The vortex above me was pulling even harder now, straining to haul me upward into it. Straining to pull the very bottom of the world up into it, as far as I could tell, and that made me think there was something at the bottom that it wanted.

Before I let myself think about it, I dived off the cliff.

I had fallen off the side of forever once before, in the Upper World. Then, a thunderbird had caught me. This time I was pretty certain nothing was going to catch me, but I was less afraid than I should have been. I had no idea where the bottom was, though once in a while I got a brighter glimpse of the falling world around me, as the green quartz flared and darkened again in the cliff face. I whispered,
Raven?
inside my head, and though my oldest and best-loved spirit animal didn’t actually appear, he offered something he had never shared before: a gift of wings.

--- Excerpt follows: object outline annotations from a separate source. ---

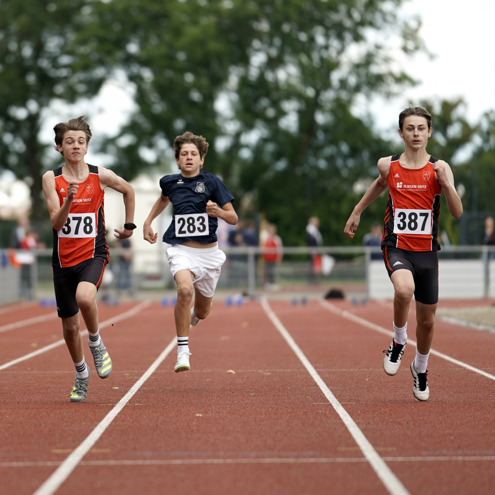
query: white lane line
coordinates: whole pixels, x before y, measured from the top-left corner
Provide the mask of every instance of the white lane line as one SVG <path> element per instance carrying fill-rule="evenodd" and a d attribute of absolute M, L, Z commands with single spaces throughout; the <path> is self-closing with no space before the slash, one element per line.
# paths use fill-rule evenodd
<path fill-rule="evenodd" d="M 495 461 L 495 455 L 437 456 L 436 457 L 382 457 L 387 462 L 420 462 L 422 461 Z M 62 461 L 0 462 L 2 467 L 54 467 Z M 157 459 L 131 460 L 81 461 L 78 466 L 156 466 L 199 464 L 311 464 L 330 462 L 367 462 L 365 457 L 265 457 L 247 459 Z"/>
<path fill-rule="evenodd" d="M 99 329 L 101 330 L 102 328 L 104 328 L 106 327 L 109 326 L 112 324 L 112 323 L 115 323 L 117 321 L 120 321 L 121 320 L 125 320 L 126 318 L 130 318 L 131 316 L 133 316 L 134 315 L 139 313 L 142 309 L 144 309 L 145 308 L 149 306 L 150 304 L 151 301 L 143 301 L 143 302 L 141 302 L 137 305 L 135 306 L 132 309 L 129 309 L 129 311 L 126 311 L 125 313 L 122 313 L 121 314 L 114 316 L 113 317 L 110 318 L 108 320 L 105 320 L 104 321 L 99 324 Z M 56 314 L 56 313 L 55 313 L 55 314 Z M 83 337 L 87 334 L 87 330 L 84 330 L 81 332 L 81 335 Z M 44 352 L 46 352 L 47 351 L 51 350 L 52 349 L 54 349 L 55 347 L 58 347 L 59 346 L 62 346 L 65 343 L 65 341 L 63 339 L 61 339 L 59 341 L 57 341 L 56 342 L 50 344 L 49 346 L 46 346 L 45 347 L 42 347 L 41 349 L 38 349 L 38 350 L 35 350 L 33 352 L 30 352 L 29 354 L 26 354 L 25 355 L 22 356 L 21 357 L 18 357 L 16 359 L 13 359 L 12 361 L 9 361 L 8 363 L 2 364 L 1 366 L 0 366 L 0 370 L 5 369 L 5 368 L 8 368 L 9 366 L 13 366 L 14 364 L 17 364 L 17 363 L 20 363 L 23 361 L 25 361 L 26 359 L 30 359 L 32 357 L 34 357 L 35 356 L 37 356 L 40 354 L 43 354 Z"/>
<path fill-rule="evenodd" d="M 54 320 L 56 318 L 58 318 L 56 311 L 54 313 L 49 313 L 48 314 L 42 314 L 39 316 L 34 316 L 33 318 L 28 318 L 27 320 L 21 320 L 20 321 L 15 321 L 13 323 L 8 323 L 7 325 L 2 325 L 0 327 L 0 333 L 8 332 L 9 330 L 13 330 L 15 328 L 22 328 L 23 327 L 27 327 L 30 325 L 41 323 L 42 322 L 48 321 L 49 320 Z"/>
<path fill-rule="evenodd" d="M 409 495 L 409 492 L 405 487 L 400 482 L 399 479 L 392 472 L 392 470 L 385 463 L 384 460 L 380 456 L 373 446 L 364 434 L 359 429 L 357 425 L 349 415 L 347 411 L 341 405 L 335 396 L 330 392 L 326 384 L 320 378 L 313 365 L 309 362 L 304 353 L 299 348 L 290 334 L 287 331 L 277 315 L 272 310 L 266 298 L 261 299 L 261 306 L 268 317 L 271 320 L 277 329 L 280 332 L 282 336 L 285 339 L 289 346 L 299 358 L 304 367 L 308 370 L 313 379 L 316 382 L 328 399 L 329 402 L 333 406 L 337 413 L 340 416 L 344 424 L 349 430 L 354 441 L 357 444 L 363 455 L 370 463 L 371 467 L 376 473 L 377 476 L 381 480 L 385 488 L 391 495 Z"/>
<path fill-rule="evenodd" d="M 115 407 L 99 422 L 82 443 L 53 471 L 50 478 L 35 492 L 33 495 L 52 495 L 58 490 L 60 485 L 70 476 L 71 473 L 88 453 L 88 451 L 98 441 L 117 415 L 124 408 L 124 406 L 139 390 L 140 387 L 151 376 L 153 372 L 160 365 L 176 345 L 177 339 L 174 337 L 161 354 L 156 358 L 141 378 L 132 386 L 131 390 L 117 402 Z"/>
<path fill-rule="evenodd" d="M 375 325 L 374 323 L 372 323 L 371 321 L 368 321 L 367 320 L 365 320 L 362 318 L 360 318 L 359 316 L 356 316 L 355 315 L 352 314 L 351 313 L 349 313 L 346 311 L 340 309 L 336 306 L 334 306 L 331 303 L 327 302 L 326 301 L 320 301 L 320 304 L 321 304 L 321 305 L 323 306 L 325 309 L 328 309 L 329 311 L 331 311 L 340 316 L 342 316 L 343 318 L 346 318 L 347 320 L 350 320 L 351 321 L 358 323 L 359 325 L 361 325 L 363 327 L 366 327 L 367 328 L 370 328 L 372 330 L 375 330 L 375 332 L 379 332 L 381 334 L 384 334 L 385 335 L 388 335 L 389 337 L 394 337 L 393 332 L 391 332 L 390 330 L 388 330 L 384 328 L 383 327 L 381 327 L 378 325 Z M 409 339 L 409 337 L 407 338 L 407 344 L 414 346 L 414 347 L 416 347 L 416 341 L 413 341 L 412 339 Z M 493 375 L 491 375 L 490 373 L 487 373 L 483 370 L 475 368 L 474 366 L 472 366 L 470 364 L 467 364 L 466 363 L 463 363 L 462 361 L 454 359 L 453 357 L 450 357 L 450 356 L 447 356 L 446 354 L 444 354 L 442 352 L 439 352 L 438 350 L 435 350 L 434 349 L 430 349 L 430 353 L 433 354 L 435 356 L 438 356 L 439 357 L 441 357 L 443 359 L 445 359 L 446 361 L 449 361 L 451 363 L 457 364 L 458 366 L 462 366 L 463 368 L 465 368 L 466 369 L 468 369 L 471 371 L 474 371 L 475 373 L 483 375 L 483 376 L 486 376 L 487 378 L 490 378 L 491 380 L 495 380 L 495 376 Z"/>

I didn’t fly. My fall didn’t even slow. Not until the bottom of the pit finally came into view, a thin green light that strengthened and brightened as I fell closer. At the critical moment that sense of wings
flared,
slowing me, breaking my fall. I hit the ground in a three-point crouch, feeling like a goddamned superhero, and bounced to my feet crowing, “I’m Batman!”

Bouncing up was nearly my undoing. The vortex’s upward pull dragged me up several feet before it lost its grip. I fell again, far less gracefully this time, and stayed down when I hit.

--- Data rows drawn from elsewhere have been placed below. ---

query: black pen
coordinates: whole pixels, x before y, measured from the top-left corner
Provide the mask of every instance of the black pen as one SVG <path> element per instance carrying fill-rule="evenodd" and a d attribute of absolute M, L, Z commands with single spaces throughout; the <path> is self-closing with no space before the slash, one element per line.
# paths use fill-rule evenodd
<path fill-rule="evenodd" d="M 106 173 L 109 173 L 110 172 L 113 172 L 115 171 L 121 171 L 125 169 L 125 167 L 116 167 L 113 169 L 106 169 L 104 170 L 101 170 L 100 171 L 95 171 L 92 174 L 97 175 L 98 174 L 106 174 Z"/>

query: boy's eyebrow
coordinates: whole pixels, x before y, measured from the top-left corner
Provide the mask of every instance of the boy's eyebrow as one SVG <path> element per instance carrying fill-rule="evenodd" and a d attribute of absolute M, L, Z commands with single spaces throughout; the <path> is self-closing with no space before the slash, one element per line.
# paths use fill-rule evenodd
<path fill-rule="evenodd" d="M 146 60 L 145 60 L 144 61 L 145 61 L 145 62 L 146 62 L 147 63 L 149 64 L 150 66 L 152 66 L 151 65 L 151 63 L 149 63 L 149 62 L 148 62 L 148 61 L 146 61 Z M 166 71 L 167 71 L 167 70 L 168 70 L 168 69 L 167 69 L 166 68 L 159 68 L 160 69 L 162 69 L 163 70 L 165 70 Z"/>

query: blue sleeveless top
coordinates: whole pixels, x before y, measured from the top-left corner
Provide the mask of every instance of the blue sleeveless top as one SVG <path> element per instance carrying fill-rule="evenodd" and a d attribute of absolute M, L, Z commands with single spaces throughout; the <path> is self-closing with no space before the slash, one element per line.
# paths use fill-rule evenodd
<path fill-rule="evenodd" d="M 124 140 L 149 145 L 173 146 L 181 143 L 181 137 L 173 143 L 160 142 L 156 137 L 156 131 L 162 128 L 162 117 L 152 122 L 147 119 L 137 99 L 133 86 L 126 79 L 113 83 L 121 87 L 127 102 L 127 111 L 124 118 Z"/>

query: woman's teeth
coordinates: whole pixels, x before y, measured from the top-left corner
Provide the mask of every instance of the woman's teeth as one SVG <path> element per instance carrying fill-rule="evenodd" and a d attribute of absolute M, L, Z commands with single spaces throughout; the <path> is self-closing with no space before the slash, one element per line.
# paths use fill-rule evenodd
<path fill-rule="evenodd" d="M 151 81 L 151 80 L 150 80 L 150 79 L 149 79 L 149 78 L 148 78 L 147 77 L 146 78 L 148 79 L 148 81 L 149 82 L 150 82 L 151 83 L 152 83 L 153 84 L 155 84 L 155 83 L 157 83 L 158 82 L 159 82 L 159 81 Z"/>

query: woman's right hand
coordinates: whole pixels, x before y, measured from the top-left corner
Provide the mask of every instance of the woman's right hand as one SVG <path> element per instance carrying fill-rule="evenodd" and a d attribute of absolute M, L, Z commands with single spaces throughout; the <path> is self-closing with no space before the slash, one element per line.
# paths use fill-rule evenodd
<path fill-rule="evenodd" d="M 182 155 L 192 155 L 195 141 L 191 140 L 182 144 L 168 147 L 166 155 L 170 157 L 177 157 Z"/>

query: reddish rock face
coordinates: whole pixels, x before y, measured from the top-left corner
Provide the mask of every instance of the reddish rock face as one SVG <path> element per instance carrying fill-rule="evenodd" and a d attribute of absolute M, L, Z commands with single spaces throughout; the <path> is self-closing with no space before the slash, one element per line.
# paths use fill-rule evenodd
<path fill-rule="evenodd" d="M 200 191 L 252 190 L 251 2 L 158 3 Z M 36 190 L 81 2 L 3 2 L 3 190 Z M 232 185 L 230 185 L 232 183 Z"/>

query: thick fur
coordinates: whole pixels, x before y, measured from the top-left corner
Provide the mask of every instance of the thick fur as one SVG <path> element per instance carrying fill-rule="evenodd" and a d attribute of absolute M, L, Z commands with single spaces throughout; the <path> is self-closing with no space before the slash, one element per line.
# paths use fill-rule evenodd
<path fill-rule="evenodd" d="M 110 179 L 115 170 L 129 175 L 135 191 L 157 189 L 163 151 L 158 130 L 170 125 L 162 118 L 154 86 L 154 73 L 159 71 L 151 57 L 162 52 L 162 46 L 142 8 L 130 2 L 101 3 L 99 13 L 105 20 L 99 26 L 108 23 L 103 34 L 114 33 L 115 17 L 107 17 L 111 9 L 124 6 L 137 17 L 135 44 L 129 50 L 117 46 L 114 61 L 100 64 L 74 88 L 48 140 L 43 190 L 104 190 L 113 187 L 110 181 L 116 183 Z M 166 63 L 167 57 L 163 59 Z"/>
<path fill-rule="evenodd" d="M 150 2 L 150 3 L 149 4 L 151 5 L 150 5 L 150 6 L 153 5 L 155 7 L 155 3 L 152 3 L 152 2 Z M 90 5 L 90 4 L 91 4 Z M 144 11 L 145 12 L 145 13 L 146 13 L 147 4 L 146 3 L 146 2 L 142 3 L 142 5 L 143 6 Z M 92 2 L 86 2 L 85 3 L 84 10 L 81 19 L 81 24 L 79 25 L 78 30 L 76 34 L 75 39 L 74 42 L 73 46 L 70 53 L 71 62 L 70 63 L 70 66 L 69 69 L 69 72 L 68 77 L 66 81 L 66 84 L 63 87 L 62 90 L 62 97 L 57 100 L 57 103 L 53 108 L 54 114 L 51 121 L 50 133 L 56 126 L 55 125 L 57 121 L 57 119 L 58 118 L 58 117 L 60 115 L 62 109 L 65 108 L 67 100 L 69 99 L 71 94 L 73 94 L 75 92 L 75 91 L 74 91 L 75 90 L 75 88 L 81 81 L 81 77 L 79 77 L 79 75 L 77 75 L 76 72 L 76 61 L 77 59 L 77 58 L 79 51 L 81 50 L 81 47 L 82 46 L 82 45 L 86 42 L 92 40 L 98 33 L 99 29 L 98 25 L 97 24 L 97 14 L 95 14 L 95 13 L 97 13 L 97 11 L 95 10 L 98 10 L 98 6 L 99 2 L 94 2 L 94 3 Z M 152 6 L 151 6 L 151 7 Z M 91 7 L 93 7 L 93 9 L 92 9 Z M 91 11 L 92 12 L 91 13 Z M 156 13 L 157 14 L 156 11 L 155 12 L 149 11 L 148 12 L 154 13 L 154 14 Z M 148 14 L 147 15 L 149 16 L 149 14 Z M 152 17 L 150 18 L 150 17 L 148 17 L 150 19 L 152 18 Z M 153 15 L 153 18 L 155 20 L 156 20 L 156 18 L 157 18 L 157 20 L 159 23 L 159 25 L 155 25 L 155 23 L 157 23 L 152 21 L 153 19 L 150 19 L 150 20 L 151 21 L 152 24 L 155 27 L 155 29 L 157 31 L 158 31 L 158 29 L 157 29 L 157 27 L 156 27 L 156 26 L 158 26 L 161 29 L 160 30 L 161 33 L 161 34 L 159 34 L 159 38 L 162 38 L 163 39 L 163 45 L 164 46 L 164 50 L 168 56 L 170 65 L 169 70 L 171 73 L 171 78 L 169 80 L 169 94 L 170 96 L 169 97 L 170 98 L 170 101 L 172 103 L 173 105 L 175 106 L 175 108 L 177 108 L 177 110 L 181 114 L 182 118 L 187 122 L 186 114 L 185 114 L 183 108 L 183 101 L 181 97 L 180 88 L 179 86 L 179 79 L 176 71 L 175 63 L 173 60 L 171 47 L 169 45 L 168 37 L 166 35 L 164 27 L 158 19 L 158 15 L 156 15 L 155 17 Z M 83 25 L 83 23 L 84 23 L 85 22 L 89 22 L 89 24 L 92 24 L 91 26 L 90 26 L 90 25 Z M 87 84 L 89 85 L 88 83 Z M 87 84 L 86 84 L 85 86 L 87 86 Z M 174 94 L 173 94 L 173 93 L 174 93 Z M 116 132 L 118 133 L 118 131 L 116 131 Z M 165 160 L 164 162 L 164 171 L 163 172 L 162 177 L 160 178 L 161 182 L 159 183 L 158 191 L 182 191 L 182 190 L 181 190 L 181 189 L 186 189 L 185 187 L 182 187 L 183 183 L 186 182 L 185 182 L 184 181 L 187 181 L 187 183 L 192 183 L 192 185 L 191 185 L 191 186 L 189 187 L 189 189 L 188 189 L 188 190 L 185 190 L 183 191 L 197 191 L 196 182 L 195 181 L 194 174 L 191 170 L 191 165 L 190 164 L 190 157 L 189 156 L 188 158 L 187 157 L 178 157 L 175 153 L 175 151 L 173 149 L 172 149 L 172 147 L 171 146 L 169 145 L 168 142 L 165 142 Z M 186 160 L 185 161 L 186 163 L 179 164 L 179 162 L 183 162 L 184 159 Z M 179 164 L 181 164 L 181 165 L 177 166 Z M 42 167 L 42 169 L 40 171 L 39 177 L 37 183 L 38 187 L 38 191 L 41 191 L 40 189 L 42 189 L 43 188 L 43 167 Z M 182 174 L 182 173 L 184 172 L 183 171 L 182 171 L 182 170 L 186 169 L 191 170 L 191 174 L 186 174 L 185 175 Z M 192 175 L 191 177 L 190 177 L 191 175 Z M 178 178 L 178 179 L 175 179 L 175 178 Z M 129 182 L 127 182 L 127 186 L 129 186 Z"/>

The green light was coming from a crack in the pit’s floor, which I could now see clearly because my face was mashed into it. The rock broke away under my weight, which was probably a bad sign, but it didn’t collapse entirely while I stared into the light and tried to wrap my mind around what I saw.

Apparently I’d stumbled on the shamanic version of Snow White. An emerald-green stone casket—not really a casket, more a cocoon—was buried beneath the pit, and Annie Muldoon lay within the cocoon. Quiet, soothing power pulsed from it, bringing a soft and unexpected scent of mist and leaves with it. I pushed my right arm into the crack, seeing if I could touch the cocoon.

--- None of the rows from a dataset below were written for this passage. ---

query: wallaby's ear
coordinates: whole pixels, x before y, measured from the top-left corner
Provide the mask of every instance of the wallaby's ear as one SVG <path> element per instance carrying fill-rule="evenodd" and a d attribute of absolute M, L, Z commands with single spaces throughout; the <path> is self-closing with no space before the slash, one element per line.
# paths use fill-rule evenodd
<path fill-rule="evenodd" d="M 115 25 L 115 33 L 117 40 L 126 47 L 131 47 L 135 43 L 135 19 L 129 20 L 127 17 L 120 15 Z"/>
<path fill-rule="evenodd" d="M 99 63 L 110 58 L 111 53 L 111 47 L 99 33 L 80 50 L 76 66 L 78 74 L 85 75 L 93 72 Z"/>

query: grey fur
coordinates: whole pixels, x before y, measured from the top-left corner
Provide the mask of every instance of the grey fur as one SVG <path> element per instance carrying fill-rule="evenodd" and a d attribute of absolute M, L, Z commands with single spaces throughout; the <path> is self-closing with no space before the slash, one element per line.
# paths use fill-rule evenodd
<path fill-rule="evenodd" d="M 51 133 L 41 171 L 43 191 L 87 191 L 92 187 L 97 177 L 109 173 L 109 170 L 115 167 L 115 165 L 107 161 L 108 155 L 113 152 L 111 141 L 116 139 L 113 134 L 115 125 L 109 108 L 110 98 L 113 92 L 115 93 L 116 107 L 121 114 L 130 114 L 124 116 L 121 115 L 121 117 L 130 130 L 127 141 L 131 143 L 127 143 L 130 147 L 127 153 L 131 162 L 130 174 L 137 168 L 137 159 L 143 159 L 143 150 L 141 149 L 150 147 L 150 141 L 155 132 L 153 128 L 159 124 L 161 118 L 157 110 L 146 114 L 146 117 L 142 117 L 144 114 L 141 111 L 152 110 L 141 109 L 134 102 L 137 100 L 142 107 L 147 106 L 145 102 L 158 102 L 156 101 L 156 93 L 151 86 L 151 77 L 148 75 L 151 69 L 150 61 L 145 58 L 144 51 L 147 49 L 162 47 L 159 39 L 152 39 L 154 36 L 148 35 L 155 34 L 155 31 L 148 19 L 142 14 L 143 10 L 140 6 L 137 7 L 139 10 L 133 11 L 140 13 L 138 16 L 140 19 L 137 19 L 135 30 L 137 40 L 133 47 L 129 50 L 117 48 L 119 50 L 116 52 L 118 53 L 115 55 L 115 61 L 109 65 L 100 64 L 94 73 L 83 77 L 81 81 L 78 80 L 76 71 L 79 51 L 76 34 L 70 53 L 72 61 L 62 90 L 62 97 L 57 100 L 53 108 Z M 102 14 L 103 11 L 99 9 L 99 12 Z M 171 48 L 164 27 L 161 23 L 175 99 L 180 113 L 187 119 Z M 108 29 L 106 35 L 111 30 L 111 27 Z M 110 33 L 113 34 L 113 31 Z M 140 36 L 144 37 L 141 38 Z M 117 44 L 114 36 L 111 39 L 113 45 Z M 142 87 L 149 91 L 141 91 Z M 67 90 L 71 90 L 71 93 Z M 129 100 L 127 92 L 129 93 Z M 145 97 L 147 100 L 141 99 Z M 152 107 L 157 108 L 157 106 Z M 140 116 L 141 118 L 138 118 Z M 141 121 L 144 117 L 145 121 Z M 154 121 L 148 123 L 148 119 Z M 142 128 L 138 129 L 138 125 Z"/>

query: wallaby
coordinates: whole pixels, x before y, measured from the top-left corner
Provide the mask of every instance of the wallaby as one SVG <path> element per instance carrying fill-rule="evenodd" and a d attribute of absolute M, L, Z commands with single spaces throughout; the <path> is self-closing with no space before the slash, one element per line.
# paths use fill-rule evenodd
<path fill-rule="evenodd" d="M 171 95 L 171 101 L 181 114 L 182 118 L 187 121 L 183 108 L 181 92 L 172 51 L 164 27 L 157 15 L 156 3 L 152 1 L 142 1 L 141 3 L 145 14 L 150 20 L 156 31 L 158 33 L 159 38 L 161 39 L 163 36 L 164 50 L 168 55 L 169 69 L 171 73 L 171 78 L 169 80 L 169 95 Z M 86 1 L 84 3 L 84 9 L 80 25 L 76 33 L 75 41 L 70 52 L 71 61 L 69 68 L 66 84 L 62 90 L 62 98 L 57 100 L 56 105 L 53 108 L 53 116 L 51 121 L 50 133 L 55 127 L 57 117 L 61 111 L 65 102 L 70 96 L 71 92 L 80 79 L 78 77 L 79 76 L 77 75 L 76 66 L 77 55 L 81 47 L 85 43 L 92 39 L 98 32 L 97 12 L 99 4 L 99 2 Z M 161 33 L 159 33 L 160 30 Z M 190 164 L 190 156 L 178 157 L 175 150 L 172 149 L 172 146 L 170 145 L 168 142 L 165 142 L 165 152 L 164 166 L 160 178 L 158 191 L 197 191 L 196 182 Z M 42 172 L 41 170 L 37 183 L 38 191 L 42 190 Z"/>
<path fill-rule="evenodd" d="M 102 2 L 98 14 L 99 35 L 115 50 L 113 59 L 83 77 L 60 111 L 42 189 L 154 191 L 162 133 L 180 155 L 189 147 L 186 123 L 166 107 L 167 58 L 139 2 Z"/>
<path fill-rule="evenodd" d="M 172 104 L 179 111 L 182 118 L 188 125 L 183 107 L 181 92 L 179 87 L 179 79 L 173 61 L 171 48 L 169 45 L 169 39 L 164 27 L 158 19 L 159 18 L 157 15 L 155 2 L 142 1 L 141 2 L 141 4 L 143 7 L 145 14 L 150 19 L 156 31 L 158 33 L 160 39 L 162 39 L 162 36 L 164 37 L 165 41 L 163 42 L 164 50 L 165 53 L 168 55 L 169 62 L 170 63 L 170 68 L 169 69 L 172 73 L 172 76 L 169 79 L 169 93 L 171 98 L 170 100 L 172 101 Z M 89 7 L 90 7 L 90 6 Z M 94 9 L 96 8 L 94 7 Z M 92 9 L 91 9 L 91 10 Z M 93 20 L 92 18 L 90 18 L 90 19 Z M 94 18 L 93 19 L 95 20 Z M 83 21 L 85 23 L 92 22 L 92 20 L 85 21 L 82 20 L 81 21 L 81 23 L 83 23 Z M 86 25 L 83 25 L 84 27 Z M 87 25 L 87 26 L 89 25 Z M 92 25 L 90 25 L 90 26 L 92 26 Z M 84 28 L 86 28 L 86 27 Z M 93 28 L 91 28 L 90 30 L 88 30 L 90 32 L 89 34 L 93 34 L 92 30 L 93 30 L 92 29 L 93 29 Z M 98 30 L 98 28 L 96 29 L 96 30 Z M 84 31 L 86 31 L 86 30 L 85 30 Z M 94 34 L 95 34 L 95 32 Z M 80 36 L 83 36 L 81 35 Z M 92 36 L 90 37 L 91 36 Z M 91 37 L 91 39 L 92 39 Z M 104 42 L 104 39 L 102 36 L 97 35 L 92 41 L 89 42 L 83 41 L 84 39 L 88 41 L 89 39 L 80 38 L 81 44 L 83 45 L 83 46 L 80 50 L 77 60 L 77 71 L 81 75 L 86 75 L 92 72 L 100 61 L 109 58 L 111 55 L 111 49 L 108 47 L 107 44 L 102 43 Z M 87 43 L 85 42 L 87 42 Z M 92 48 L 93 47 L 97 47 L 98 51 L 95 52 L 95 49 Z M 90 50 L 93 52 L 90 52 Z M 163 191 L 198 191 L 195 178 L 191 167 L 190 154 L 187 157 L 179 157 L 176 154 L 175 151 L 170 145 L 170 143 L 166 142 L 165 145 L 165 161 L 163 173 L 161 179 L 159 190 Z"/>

I couldn’t, quite. It had been well buried. I twisted to look toward the vortex, wondering if the cocoon had in fact been
really
well buried and that the vortex was only just now managing to tear its way through the earth to reach it. Assuming the shards of quartz in the cliff were related to the casket, it seemed fairly likely. Which meant—

Well. It meant we’d barely timed this right. If Morrison and I had been half a day later in arriving from North Carolina, the vortex would’ve gotten to Annie before I did. As it stood, I was afraid to dig her out for fear we’d both go flying up into the great mouth of darkness in the sky. I was going to have to go down to her.

Goose bumps stood on the back of my neck and swept down my arms, sending a chill into my belly, where it churned around a little bit. I had never had a problem with enclosed spaces until two weeks ago, when I’d had to make a mad run out of a collapsing cave system. Since then, I’d discovered a growing tendency toward heebie-jeebies when presented with squeezing myself into tight spaces, which had happened more often than seemed reasonable in a mere two weeks. The upshot was a quick internal lecture about tough luck and the lesson therein, not that I could think of any useful lessons beyond “Stop getting embroiled in mystical altercations that squish you into crevasses and cracks,” which seemed like sound, but possibly unfollowable, advice.

I knocked some of the thinning pit floor away with my elbows and knees while ruminating over all of that, and fell five feet onto Annie Muldoon’s crypt.